Using Long Short-Term Memory Deep Learning in PM2.5 Multivariate Time Series Data Prediction research

Autor: HUANG, MAN-TING, 黃曼婷
Rok vydání: 2019
Druh dokumentu: 學位論文 ; thesis
Popis: 107
This research builds a Long Short-Term Memory (LSTM) model to forecast univariate and multivariate Time Series Data by using TensorFlow, which is an open source platform for machine learning. The subject of research is the PM2.5 air quality index (AQI) per hour per day at Taoyuan District of Taoyuan City, Taiwan (R.O.C), with 1704 records in total. The data period is ranged from 2017/04/01 to 2017/06/30. The input features are the measured PM2.5, temperature, humidity, wind speed, rainfall. Finally, the purpose of this research is to generate the best forecast results by parameter adjustment and analysis of the average and the short-term variability of root-mean-square error index.

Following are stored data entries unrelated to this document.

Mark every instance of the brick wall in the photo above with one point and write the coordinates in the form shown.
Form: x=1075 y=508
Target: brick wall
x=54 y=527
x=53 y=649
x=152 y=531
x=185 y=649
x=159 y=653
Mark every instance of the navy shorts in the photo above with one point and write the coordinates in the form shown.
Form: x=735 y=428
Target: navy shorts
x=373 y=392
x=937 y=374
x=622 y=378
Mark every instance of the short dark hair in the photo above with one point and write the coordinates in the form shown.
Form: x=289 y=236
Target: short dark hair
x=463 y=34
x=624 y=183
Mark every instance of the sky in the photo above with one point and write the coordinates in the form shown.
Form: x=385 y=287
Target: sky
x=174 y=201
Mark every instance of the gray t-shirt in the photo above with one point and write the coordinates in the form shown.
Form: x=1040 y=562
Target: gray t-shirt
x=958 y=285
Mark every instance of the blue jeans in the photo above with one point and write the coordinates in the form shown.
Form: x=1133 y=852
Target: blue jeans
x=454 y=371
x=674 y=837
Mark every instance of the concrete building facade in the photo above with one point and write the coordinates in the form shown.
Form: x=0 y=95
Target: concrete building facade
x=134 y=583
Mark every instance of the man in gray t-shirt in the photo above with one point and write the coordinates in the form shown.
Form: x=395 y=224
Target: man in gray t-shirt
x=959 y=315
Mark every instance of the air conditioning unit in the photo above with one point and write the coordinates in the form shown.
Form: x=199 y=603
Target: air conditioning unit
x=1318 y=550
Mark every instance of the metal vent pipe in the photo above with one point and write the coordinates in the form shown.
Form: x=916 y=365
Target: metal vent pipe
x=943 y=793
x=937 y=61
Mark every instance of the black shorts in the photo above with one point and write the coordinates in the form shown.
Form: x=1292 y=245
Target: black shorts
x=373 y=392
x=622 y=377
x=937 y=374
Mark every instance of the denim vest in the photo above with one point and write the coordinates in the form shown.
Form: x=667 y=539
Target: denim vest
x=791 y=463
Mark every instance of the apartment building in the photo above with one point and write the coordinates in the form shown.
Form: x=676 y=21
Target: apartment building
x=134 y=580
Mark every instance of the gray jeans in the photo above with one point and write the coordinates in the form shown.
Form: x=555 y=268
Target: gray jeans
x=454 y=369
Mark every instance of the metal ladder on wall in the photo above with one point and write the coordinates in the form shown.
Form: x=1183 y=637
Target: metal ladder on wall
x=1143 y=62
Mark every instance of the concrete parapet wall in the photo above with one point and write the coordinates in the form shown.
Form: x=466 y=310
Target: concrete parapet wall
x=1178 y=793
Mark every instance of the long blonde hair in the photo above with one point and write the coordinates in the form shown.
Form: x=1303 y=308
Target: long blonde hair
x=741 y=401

The forecast results generated by using the best parameters combinations data of both LSTM predict models are as follows: In Univariate Time Series Forecasting, the average of root-mean-square errors are 6.176 (Train Score) and 5.163 (Test Score), the short-term variability are 0.086839234 (Train Score) and 0.134755139 (Test Score). In Multivariate Time Series Forecasting, the average of root-mean-square errors are 6.1068 (Train Score) and 4.45025 (Test Score), the short-term variability are 0.01156492 (Train Score) and 0.016189259 (Test Score).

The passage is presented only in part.